A contratação pública permite ao Estado adquirir os bens e serviços de que necessita para a prossecução das suas actividades. A selecção dos seus fornecedores é feita por concurso, através do qual são fixadas as condições contratuais (designadamente o preço).
No entanto, o preço proposto não é (tipicamente) o único critério de adjudicação, em particular para a prestação de serviços. As entidades adjudicantes podem seleccionar um conjunto de critérios, designadamente a qualidade das propostas ou a competência das equipas fornecedoras do serviço. De acordo com o Código dos Contratos Públicos (largamente influenciado pelas Directivas Comunitárias), esses critérios devem ser previamente definidos, incluindo o peso que terão na avaliação final, em consonância com os princípios de imparcialidade e transparência que regem a contratação pública.
Neste contexto, é frequente depararmo-nos com um paradoxo: apesar de ser perfeitamente possível fixar critérios de adjudicação para além do preço, nem sempre é possível determinar de maneira objectiva a forma como estes devem ser quantificados para efeitos de cálculo da classificação final de cada proponente. Imagine-se o seguinte exemplo (fictício, mas inspirado em casos reais): o factor preço tem um peso de 50% e a qualidade da proposta apresentada (que inclui a competência e habilitações da equipa) um peso de 50% também. Uma vez que todos os critérios de adjudicação devem ser fixados previamente, de forma objectiva, suponhamos que a apresentação de um preço igual ao preço base corresponde a uma pontuação (no factor preço) de 0 pontos e um preço igual ao preço mais baixo que não seja considerado um ?preço anormalmente baixo' (também definido no caderno do concurso) corresponde a uma pontuação de 100 pontos (com uma regra linear para casos intermédios).
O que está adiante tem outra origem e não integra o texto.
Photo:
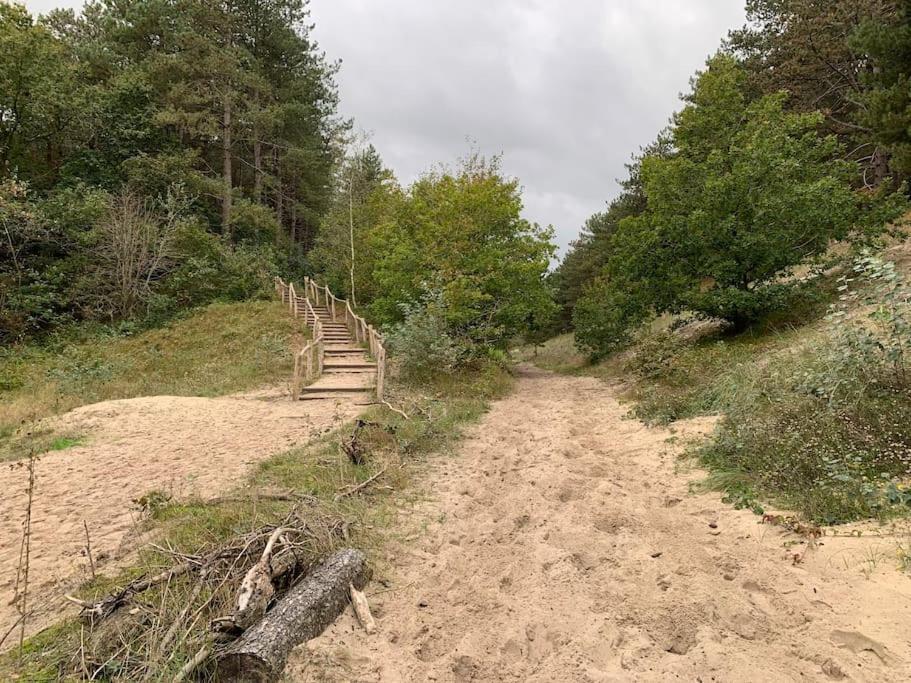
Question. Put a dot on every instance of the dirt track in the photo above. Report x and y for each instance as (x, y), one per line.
(178, 445)
(563, 545)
De modo análogo, é fixada (previamente) a pontuação a atribuir a uma proposta ?boa' (100 pontos) e a uma proposta ?razoável' (0 pontos), com a respectiva fixação dos subcritérios que contribuem para pontuações intermédias. É neste último domínio que surge o paradoxo: é necessário fixar prévia e objectivamente os critérios ou subcritérios de qualidade das propostas, o que significa que é muito frequente encontrar situações em que a entidade adjudicante tem que definir com enorme precisão o conteúdo que espera encontrar nas propostas, para que assim possa classificá-lo. Deste modo, as propostas são medidas aos palmos, subcritério a subcritério, em vez de serem avaliadas no seu todo.
Respeitando os princípios que regem a contratação pública, seria perfeitamente possível introduzir uma maior flexibilidade e, necessariamente, um maior grau de subjectividade na avaliação das propostas. De facto, esta avaliação é objectivamente subjectiva: um júri poderia, subjectivamente, avaliar as várias propostas a concurso e, em função de alguns critérios genéricos (previamente definidos), atribuir-lhes uma classificação quanto à sua qualidade.
É certo que, desta forma, pode ser introduzida alguma distorção na avaliação de propostas (que pode ser minimizada através de mecanismos de vinculação do júri ao contrato: por exemplo, membros do júri ficam co-responsabilizados com a execução do contrato); mas, por outro lado, poupam-se recursos públicos em fases prévias ao anúncio do concurso e gera-se maior concorrência e inovação entres os potenciais concorrentes, sobretudo no conteúdo das propostas.
O autor escreve segundo a antiga ortografia.